Trends in Warehousing Rents

Moderate global rent growth is expected this year, according to analysis from Prologis.
Feb. 5, 2026
4 min read

In 2025 warehouse rents declined by 2.3% in the first half of the year as companies paused leasing decision-making, awaiting clarity around economic conditions and trade policy. In the second half of the year, rent declines slowed to -1.4%. 

This analysis is from a report, Take2025: Pause Shifts to Progress as Rents Approach Inflection, from Prologis. 

The highlights of the report are as follows:

Repricing slowed through the year as market fundamentals stabilized. Softness in early 2025 gave way to renewed activity from large users and e-commerce operators once trade policies fell into a narrower band of potential outcomes. Rent declines moderated in weaker markets while stronger markets continued to post growth. By year-end, stability emerged across a broader set of markets, with 40% of markets showing flat to positive rent change from year-end 2024 levels.

Cost-sensitivity shaped location decisions across global markets. With operating and capital costs elevated, logistics users prioritized careful expansion, keeping interest high and driving pricing in markets and submarkets with lower labor and regulatory costs, as well as lower rents.

A wide gap between market rents and replacement-cost rents constrained new supply. With replacement-cost rents sitting 20% above market rents, development has pulled back sharply.1 High construction costs, regulatory barriers and tighter financing limited new supply.

Healthy demand proved more important to rent resilience than vacancy alone. Consumption anchored demand, concentrating activity and rent growth in areas of positive demographic and spending growth. Manufacturing-heavy regions in Mexico, Canada and China faced demand and rental headwinds due to uncertainty around trade policies. 

The report notes the following trends (excerpted below):

Trend #1: Global demand has reached an inflection.

Global net absorption accelerated to 436 MSF on a seasonally adjusted annual basis in the second half of 2025, rising from a pace of 393 MSF in the first half of the year.

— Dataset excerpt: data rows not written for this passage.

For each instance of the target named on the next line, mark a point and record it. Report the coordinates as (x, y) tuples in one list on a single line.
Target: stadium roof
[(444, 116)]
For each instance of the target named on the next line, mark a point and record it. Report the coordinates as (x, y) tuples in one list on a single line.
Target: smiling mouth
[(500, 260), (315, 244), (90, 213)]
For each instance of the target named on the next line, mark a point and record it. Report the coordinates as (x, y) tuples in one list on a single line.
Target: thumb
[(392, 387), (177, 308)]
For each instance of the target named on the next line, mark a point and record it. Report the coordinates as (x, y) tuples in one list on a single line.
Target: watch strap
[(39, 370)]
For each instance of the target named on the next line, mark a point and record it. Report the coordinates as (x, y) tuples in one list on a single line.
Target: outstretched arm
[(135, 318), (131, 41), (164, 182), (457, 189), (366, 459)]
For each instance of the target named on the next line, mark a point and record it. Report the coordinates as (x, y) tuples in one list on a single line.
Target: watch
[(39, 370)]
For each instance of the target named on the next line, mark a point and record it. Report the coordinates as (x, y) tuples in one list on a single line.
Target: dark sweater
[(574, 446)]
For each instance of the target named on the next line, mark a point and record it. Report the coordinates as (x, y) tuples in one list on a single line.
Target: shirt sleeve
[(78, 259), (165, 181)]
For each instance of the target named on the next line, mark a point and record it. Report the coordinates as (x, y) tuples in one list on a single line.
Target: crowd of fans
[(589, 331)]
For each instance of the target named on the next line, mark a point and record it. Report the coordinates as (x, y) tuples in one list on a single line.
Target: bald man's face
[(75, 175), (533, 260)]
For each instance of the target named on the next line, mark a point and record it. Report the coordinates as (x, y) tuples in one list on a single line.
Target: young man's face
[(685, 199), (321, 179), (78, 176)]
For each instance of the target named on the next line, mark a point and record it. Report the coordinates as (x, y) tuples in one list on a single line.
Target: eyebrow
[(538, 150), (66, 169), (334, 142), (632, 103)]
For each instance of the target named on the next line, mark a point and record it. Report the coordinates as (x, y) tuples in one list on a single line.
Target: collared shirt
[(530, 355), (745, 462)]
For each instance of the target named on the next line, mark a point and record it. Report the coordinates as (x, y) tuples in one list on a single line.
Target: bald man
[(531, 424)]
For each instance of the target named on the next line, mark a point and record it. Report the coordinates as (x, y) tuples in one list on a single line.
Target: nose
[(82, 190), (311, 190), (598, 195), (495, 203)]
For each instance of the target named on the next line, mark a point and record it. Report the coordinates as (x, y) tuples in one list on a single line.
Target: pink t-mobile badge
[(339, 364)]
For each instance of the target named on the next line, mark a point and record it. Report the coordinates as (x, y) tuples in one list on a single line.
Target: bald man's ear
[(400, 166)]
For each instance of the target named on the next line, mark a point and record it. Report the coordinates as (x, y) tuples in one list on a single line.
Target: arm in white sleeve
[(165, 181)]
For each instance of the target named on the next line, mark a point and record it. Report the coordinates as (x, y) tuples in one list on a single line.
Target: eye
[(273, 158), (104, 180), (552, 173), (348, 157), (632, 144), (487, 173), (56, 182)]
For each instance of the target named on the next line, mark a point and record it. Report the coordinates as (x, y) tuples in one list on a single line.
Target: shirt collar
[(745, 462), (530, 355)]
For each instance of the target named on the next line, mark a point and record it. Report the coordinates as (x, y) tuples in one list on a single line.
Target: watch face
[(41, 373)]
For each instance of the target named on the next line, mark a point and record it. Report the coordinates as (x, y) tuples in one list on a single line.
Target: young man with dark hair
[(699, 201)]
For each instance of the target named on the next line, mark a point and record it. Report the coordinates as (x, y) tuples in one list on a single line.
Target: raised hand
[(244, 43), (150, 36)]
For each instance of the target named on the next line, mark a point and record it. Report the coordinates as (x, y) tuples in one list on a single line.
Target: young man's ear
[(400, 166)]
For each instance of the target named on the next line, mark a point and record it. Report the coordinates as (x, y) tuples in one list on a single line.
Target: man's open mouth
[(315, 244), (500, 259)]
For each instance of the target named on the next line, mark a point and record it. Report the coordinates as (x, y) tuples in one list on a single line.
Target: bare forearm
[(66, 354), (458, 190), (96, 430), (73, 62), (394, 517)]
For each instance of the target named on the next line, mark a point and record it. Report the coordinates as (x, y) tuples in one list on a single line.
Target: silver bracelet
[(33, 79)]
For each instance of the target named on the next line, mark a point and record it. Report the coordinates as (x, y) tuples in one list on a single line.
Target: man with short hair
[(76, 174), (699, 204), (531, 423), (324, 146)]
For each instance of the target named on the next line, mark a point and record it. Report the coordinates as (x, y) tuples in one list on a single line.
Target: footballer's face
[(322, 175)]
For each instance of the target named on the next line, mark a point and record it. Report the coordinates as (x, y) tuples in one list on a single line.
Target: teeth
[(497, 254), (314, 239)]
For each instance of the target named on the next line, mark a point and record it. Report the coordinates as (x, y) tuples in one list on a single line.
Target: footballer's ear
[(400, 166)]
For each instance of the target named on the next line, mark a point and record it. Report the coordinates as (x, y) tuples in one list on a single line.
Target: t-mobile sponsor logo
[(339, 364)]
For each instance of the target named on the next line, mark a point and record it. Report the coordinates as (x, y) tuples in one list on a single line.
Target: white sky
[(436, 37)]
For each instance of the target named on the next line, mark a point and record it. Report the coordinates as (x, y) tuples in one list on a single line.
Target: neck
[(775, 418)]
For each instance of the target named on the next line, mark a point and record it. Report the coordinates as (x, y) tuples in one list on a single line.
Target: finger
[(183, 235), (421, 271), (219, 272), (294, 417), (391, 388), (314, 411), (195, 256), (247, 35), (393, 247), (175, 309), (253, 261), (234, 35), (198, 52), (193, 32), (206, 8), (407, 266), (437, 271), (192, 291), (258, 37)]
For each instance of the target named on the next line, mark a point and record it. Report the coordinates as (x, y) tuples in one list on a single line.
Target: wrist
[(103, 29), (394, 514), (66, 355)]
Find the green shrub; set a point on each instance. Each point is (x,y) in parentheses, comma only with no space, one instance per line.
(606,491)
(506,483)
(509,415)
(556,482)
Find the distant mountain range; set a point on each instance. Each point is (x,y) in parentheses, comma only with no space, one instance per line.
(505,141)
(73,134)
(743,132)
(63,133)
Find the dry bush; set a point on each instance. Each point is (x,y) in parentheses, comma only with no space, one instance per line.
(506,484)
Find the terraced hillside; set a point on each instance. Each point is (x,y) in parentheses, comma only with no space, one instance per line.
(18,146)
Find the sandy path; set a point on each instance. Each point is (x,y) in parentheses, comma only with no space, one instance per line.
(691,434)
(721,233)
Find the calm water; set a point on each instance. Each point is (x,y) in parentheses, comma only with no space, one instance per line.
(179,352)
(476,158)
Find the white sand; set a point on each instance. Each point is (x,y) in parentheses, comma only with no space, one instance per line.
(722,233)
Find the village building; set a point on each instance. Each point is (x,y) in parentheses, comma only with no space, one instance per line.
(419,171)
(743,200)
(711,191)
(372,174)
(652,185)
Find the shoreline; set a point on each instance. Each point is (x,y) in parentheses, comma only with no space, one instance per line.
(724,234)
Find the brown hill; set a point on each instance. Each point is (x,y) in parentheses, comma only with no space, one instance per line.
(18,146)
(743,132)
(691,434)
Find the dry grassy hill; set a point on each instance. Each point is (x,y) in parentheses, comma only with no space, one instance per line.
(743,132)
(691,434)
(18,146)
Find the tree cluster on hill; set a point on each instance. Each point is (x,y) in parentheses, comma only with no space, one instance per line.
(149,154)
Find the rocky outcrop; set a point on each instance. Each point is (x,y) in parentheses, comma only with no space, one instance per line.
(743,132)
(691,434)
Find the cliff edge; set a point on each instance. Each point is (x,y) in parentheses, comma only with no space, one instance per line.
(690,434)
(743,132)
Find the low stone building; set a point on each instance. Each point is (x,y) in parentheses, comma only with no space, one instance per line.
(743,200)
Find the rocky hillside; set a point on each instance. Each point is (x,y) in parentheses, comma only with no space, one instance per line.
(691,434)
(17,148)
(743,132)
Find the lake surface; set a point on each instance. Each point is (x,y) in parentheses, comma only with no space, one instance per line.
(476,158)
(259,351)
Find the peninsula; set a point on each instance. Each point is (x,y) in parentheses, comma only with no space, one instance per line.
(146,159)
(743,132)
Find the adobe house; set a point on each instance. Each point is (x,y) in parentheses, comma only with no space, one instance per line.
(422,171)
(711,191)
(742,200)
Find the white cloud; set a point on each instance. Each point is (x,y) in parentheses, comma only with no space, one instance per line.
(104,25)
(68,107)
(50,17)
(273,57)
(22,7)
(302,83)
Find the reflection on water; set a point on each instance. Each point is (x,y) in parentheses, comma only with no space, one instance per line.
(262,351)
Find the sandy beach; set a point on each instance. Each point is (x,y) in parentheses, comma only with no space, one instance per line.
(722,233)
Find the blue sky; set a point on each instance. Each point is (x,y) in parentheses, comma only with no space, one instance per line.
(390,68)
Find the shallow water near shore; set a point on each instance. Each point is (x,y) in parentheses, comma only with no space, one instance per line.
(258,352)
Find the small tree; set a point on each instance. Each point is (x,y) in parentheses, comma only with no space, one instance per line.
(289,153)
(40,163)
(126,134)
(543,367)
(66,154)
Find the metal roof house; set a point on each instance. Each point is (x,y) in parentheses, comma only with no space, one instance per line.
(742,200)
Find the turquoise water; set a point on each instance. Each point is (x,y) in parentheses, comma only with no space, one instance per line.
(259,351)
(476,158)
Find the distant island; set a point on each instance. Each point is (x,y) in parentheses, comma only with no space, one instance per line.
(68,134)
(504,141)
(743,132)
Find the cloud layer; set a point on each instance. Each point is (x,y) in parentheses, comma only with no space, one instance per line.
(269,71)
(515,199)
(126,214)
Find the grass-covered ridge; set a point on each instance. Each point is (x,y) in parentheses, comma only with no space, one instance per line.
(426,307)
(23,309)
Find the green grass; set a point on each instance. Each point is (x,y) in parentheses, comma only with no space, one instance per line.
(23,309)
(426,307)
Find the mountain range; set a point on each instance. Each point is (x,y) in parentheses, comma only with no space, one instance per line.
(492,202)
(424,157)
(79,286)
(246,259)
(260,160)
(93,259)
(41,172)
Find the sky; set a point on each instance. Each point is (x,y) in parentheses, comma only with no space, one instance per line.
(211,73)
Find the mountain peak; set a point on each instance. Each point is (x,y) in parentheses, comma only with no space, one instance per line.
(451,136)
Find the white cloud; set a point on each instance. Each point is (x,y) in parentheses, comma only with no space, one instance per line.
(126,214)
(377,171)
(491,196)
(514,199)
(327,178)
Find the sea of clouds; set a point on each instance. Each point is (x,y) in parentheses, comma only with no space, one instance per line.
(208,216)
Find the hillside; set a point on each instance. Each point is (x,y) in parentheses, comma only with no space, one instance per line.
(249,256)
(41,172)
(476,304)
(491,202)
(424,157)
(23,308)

As potential trade policy outcomes narrowed throughout 2025, large users reengaged in leasing negotiations. This expression of pent-up demand accelerated strategic decisions to consolidate and modernize operations and pursue build-to-suits, benefiting newer large-format facilities disproportionately. Improving demand conditions moderated rent declines, even in markets with still-high vacancies such as Spain, Dallas, and the Southwestern U.S., with some markets even seeing moderate growth.

Rents declined as landlords competed for customers, with the sharpest declines in the U.S./Canada at -4.9% year over year. Outside of the U.S./Canada, rents declined more modestly, only -2.3%.

Trend #2: Cost-sensitivity persisted, driving tenants to prioritize leasing in less expensive markets.

Macro uncertainty and expensive capital caused businesses to scrutinize costs across the supply chain, particularly as operating costs beyond warehouse rent escalated sharply in recent years (e.g., property taxes, insurance and labor). In some global markets, operating expenses rose 20% year over year in 2024, equal to about 20% of gross rent.

A pullback in triple-net rents in high-cost gateway and Last Touch® markets is luring back some large customers with flexible balance sheets, but many businesses continued to consider alternative locations depending on use case and related supply chain costs like labor and transportation.

Trend #3: Supply constraints are reinforcing the value of existing logistics space.

Replacement-cost rents are approximately 20% above market rents globally, making speculative projects unviable in most locations. In 2026, global completions should fall to their lowest level since 2018 at 474 MSF. In the U.S., completions should fall to their lowest level in a decade. Especially in Europe, grid constraints have emerged as a new barrier to supply, compounding longstanding land and regulatory limitations. Fewer deliveries should result in occupancy gains and push rents higher.

Trend #4: Demand-drivers tracked more closely with patterns of rent growth.

Manufacturing-heavy regions in Mexico, Canada and China faced rental headwinds from uncertainty around tariffs. U.S. gateway markets repriced on elevated operating costs even as new supply remained very limited and trade stayed healthy, with import volumes in U.S. gateway markets in line with 2024 levels and approximately 4% higher than the 2021–2024 average. 

Despite policy uncertainty, global consumption remained stable, and retail sales grew by 2.0% globally. E-commerce expansion led sales growth at 6.3% year over year, outperforming offline by 430 bps.5. Expansion of consumption-related demand was particularly prominent in demographics-driven geographies, such as Mexico City, the U.S. Sunbelt and Spain.

"A new cycle is kicking off. Early growth phases from recent prior cycles look similar, with flight-to-quality and larger customers in larger spaces leading demand. Supply has eased, demand is accelerating and broadening; and the bottom for rents is forming. As a result, Prologis Research expects moderate global rent growth in 2026 with variability by location, size and quality," the report concludes.